I love that the obsessive-masterwork-creators of dwarf fortress coded the the dwarves to occasionally fall into this same strange mood
in reply to Ben Millwood

I started using LogSeq, which is sufficiently good for my purposes that I stopped feeling as much of an urge to build my own. With help from @Jen Blight I did end up with a pretty cool CRDT implementation! I just didn't implement the actual app on top of it.
in reply to Ben Weinstein-Raun

Oh my, that dwarf mood is the same thing that exists in the webfic Worth The Candle. A blind focus descends on someone randomly ('forge frenzy') and they create a unique magical item, to the exclusion of food and sleep. In WtC, such magical items are called entads, referring to magical artefacts that are created in this way.

So either Alexander Wales (author) played Dwarf Fortress, or it's a wider trope that both are drawing from.

OK I did a google and I found the author saying in an AMA that he wasn't inspired by Dwarf Fortress:

I have never played Dwarf Fortress, so no.
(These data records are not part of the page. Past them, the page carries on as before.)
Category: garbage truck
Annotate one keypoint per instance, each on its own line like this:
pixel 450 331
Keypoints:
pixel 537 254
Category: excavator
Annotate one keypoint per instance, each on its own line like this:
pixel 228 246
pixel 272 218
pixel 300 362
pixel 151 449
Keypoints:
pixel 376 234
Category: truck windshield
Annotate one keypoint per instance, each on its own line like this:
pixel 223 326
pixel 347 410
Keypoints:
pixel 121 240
The closest inspiration I can think of is one of the Drizzt books, where Wulfgar gets the mythical warhammer Aegis-fang made for him by his adoptive dwarf father Bruenor Battlehammer. It's been probably twenty years since I read the book, but the chapter where it got forged really stuck with me. Forge frenzy is kind of that, amped up, with worse materials.
in reply to David Mears

Parts of the trope go back to Norse folklore, where dwarves are described as master craftsmen who focus so intensely when creating great works that nothing can disturb them. E.g. during the forging of Gullinbursti Loki transformed into a biting fly and repeatedly bit the hand of the crafting dwarf Brokkr, but he ignored it and the work came out perfectly.
in reply to Ben Weinstein-Raun

I tend to have "strange moods" that last about 6-8 weeks at work, roughly every 1.5 years.
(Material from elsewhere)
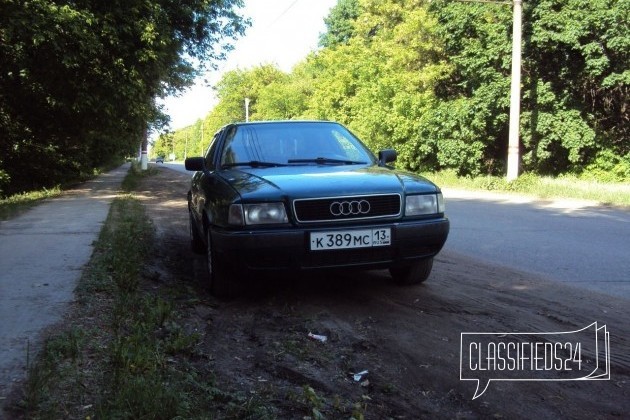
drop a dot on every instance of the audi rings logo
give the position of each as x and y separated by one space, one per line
347 208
Over the last 7 years at my current job, only two of these have produced anything useful, but they've probably been about as valuable as everything else I've done combined. One weird pattern is that the valuable ones made the least sense up front – like "rewrite key data pipelines in a language none of us have heard of" or "move a bunch of stuff from one piece of infrastructure to a seemingly identical piece of infrastructure." The ones that seemed to make sense up front, on the other hand, never amounted to anything. It's gotten to the point where my cofounders actively encourage me to work on things that don't make sense!